Jesus has been preaching and teaching for three years. Now, it is down to one final night. He still has one great lesson to teach. He decides that only by showing can he get the point across.

Taking the pitcher, he pours the water into the basin. He kneels with the basin and sponge and begins to wash their feet. He gently towels them dry. It didn’t seem right to the disciples that night, and it still doesn’t seem right to us today.

We know that the very hands that were washing feet that night would be pierced on the cross the next day. And when we look around the room at the disciples gathered there, we wonder: Were they deserving of having their feet washed? Are we?

We object because we know they don’t deserve it. Or do we object because we don’t want to do the same?
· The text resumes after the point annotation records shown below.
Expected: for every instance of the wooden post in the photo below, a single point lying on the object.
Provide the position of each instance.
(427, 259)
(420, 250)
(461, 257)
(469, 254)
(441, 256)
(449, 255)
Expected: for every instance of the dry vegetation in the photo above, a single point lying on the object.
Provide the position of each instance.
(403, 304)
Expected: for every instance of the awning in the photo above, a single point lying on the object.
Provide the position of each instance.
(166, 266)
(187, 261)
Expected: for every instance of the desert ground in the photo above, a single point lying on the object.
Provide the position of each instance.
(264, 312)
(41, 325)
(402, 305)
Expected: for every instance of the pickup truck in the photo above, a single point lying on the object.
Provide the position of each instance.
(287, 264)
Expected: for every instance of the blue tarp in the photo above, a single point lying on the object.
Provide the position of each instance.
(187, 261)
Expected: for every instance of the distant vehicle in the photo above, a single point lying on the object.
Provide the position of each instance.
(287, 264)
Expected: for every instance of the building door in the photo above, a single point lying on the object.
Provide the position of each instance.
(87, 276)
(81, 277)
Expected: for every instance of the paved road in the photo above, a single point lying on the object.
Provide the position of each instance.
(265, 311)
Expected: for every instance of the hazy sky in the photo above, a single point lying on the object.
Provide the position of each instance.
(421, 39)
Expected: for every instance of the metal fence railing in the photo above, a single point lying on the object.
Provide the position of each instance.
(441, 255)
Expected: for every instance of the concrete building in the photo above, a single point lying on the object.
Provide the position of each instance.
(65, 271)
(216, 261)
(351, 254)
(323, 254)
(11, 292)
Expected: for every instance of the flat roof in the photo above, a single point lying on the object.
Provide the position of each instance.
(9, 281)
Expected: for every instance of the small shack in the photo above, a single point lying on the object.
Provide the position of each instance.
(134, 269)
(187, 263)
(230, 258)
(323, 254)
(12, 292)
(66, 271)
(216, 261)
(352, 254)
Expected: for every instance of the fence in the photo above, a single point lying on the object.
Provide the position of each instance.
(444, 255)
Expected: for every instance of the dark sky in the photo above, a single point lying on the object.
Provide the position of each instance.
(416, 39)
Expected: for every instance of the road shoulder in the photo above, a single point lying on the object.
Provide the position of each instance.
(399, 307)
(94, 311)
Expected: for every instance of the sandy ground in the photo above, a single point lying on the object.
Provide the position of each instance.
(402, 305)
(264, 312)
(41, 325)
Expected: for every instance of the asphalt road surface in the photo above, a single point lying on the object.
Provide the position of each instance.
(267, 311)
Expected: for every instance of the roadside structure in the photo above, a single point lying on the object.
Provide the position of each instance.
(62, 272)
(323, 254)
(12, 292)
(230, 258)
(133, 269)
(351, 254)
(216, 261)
We want to be served. Maybe we object because we know people who are like the disciples, and they certainly don’t deserve to be served.

We know them. The fair-weather friends. The promise breakers. People who aren’t there when you need them. Maybe they don’t leave you alone at the cross, but maybe they left you alone with the bills. Or alone with your question. Or alone with your illness. Maybe you were left at the altar, or out in the cold or holding the bag.

Maybe they made vows to love you forever only to break them. Maybe they have abandoned you at a time you needed them most. Maybe these are the ones God calls us to serve, and we wonder how we can possibly do that.

Logic tells us this is the time to put up our fists. Jesus tells us to fill up the basin. Logic screams in or ear to lash out and bloody a nose. Jesus whispers, “Wash his feet.” Logic tells us she doesn’t deserve to be served. Jesus says, “You’re right, but you don’t, either.”

There are so many needs. There are so many who desperately long for you to reach out, to care enough to spend not some of your money, but some of yourself by being willing to kneel and take the basin and wash the feet.

This is what Jesus calls us to do. To love as he loved. To serve as he served. To wash one another’s feet. To listen when the burdens are too much. To care when the struggles are too great. Too alleviate the suffering wherever we can. To know that we are called to be servants.